BANGKOK – It’s not yet clear whether Thailand’s credit-rating is at risk from its multi-billion dollar rice subsidy program, but its credibility is already taking a beating.
Government officials Friday struggled to explain the extent of potential losses from the subsidy program after Moody’s Investors Service on Monday warned that losses from the subsidy could threaten Thailand’s stable Baa1 rating. Commerce Minister Boonsong Teriyapirom told a news conference that the losses from the two-and-a-half-year-old subsidy are lower than the 260 billion baht or $8.8 billion figure leaked to local media, but conceded that it is too soon to say what the actual figure is.
Analysts say the amount could be substantial, though. The United States Department of Agriculture estimates that the Thai government is holding 17 million ton of milled rice in its warehouses for which the government paid around $13 billion – the equivalent of 85% of the country’s annual rice output.
The problem is selling it. Prime Minister Yingluck Shinawatra’s government introduced the subsidy in 2011 to boost rural incomes, gambling that as the world’s largest rice exporter at the time Thailand would be able to drive up global prices, too.
Instead, rival exporters such as Vietnam and India stepped up production while key importers such as the Philippines increased their output in a long-standing bid to improve food security.
The result: Vietnam and India are selling rice at around $150 to $170 a ton less than the $530 that Thailand charges for similar grades of rice, making it difficult for the country to shift its massive stockpiles without incurring a politically embarrassing loss.
Analysts say the situation could get worse. India and Vietnam continue eating into what previously was a Thai-dominated market. Thai exports of milled rice fell 17% on year in April, while total exports in 2012 were down 34% from 2011.
“The current situation of high stocks may not only persist but even worsen in the next few months unless Thailand accepts lower prices,” said Darren Cooper, senior economist at the London-based International Grains Council.
The cost of storing the rice is growing, too, providing fresh ammunition for Thailand’s opposition Democrat Party, which has repeatedly criticized the rice subsidy. The Public Warehousing Organization says it costs 300 million baht or around $10 million a month to maintain Thailand’s rice stockpile in mint condition, and the agency is seeking another 2 billion baht from the government to store it for another year.
The Thai media, meanwhile, is also growing increasingly impatient with the government’s apparent difficulty with coming up with the figures to explain the situation, further raising the pressure on Ms. Yingluck’s administration.

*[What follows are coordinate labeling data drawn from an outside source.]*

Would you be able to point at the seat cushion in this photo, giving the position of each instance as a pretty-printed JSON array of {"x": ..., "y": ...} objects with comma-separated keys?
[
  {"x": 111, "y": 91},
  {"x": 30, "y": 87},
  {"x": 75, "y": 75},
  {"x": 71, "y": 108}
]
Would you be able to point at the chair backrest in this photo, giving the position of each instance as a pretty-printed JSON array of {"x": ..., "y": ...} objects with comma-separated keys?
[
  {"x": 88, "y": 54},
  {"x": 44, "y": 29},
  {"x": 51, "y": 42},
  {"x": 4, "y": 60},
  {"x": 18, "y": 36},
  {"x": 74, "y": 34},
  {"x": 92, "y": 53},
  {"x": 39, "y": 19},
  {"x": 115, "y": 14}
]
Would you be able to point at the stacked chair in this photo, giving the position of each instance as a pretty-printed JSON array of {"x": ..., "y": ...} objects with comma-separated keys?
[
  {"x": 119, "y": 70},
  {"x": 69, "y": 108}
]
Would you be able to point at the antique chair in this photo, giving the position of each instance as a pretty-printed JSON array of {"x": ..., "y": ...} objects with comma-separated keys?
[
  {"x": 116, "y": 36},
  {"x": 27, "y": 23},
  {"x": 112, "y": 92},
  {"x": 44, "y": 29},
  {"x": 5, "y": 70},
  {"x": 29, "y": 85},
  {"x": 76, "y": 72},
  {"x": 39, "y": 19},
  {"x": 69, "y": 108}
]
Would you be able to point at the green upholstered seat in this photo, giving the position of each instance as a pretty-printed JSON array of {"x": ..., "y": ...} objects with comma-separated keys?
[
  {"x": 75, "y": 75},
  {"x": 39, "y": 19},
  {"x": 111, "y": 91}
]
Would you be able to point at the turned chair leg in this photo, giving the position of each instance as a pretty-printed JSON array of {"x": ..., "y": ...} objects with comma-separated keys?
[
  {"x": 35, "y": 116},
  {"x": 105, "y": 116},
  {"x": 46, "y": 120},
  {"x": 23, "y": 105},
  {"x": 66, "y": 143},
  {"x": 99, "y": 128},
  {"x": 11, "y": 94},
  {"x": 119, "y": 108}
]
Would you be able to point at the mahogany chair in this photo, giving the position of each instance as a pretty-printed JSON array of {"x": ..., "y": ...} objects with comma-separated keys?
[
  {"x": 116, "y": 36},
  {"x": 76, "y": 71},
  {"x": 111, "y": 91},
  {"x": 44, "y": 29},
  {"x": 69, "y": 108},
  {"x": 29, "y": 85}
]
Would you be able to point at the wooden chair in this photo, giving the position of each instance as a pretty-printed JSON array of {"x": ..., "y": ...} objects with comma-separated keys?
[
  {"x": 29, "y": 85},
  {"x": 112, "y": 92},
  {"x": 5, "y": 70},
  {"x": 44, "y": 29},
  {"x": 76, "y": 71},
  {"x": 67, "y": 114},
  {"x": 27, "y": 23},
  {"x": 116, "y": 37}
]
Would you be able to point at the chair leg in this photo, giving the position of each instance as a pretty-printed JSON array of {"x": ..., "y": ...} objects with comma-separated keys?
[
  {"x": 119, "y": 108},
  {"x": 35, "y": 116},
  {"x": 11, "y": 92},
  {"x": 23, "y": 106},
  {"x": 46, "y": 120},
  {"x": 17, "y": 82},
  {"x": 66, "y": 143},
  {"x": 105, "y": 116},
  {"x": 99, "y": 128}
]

Reporters repeatedly interrupted government officials at speaking at a news conference at the Commerce Ministry on Friday.
After a half hour of reassurances over how beneficial the rice subsidy program is, one Thai journalist said, “Seriously, a few days have passed [since the Moody’s report] and this is all you can tell us: Nothing?”
Others repeatedly yelled out “How much is the loss?” before officials quickly brought the event to an end.
Government officials said Finance Minister Kittiratt Na-Ranong will now study the issue, stirring speculation that authorities might have a better idea of what’s going on by Tuesday’s weekly Cabinet meeting.